Mary wondered what Dalip would say. ‘Why don’t you tell me what magic is and where it comes from, and I’ll tell you if I can use it.’
Another question was poised on the woman’s lips, but she instead sat down opposite Mary. ‘We’ve started off on the wrong foot,’ she said. ‘I know you’ve come here looking for answers. We’re looking for answers too. Think of it as pooling our information. We stay here, and we record what travellers tell us about what’s happening in Down. We try and make sense of this world, so we can help those who come to us.’
‘That man next door: did you help him? Or did you do a number on him, slap him around a bit, work him over for what he knows? Because he didn’t look very helped.’
‘Some people expect us to have all the answers, and are disappointed when we don’t.’ She gave a theatrical shrug. ‘Coming to Down doesn’t appear to require any sort of test of intelligence or wisdom.’
‘Well, you got here,’ said Mary, and saw that she’d momentarily got to the woman. But rather than annoyance, there was blank-faced confusion that flicked on, then off. Something was definitely going on, and she didn’t know what. One last try, then. ‘That bloke: the one I talked to, the one who was telling me to run. I want to see him again.’
‘And what good would that do? He doesn’t have any answers.’
‘Neither do you, it seems. For all this “let’s hold hands and share everything” patter, you’re not giving anything away, are you? He was right. This is… fake.’
‘Sit down, girl.’
‘Fuck you.’
‘You know this isn’t how it’s supposed to work, don’t you? You’re supposed to come here, and tell us your stories of where you came from, and what you’ve seen, and then we send you back out, just as ignorant as when you arrived, to get more information for us. Sometimes you even come back, you’re that pliable. That gullible.’
The door was the other side of the table, and the woman between it and Mary. But there was always the window at her back, and Mary was no stranger to using one as an exit.

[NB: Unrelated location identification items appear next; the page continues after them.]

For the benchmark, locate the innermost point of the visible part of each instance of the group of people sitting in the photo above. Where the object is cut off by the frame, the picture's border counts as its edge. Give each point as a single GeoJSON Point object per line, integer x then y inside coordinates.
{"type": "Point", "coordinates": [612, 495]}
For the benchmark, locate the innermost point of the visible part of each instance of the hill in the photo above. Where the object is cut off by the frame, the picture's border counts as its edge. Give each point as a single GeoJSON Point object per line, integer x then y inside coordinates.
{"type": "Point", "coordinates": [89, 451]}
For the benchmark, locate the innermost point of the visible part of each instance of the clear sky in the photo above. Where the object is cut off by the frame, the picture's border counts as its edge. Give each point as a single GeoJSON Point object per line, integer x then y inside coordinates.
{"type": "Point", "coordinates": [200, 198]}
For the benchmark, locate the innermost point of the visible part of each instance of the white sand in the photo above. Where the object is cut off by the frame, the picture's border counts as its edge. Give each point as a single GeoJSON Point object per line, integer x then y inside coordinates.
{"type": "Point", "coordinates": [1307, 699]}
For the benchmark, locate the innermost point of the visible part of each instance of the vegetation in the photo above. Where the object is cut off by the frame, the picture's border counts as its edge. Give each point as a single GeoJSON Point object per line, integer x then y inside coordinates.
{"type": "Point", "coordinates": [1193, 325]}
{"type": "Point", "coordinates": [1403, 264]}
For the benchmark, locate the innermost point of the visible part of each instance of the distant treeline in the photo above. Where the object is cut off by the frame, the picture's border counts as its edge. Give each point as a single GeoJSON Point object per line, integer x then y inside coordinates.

‘For those who see through the charade, it’s a little different. We make you tell us. We make you tell us everything.’ The woman reached up and peeled her face away, dragging it off like it was a scab. The skull underneath was moist and running with a pink fluid. She gasped like she was coming up for air as her exposed white bone started to dry.
‘Fuck.’
It wasn’t a skull. It was a mask. White, porcelain, oddly beautiful; anorexic-model beautiful, with immobile features, huge dark eyes, and cheekbones like knife-blades. She pulled her hand down across her forehead, her nose, her chin, and flicked the last of the slime on to the floor. Her pale, matt features were almost, but not quite, human. Then she pulled her hair off her egg-like head and held it nonchalantly in her hand.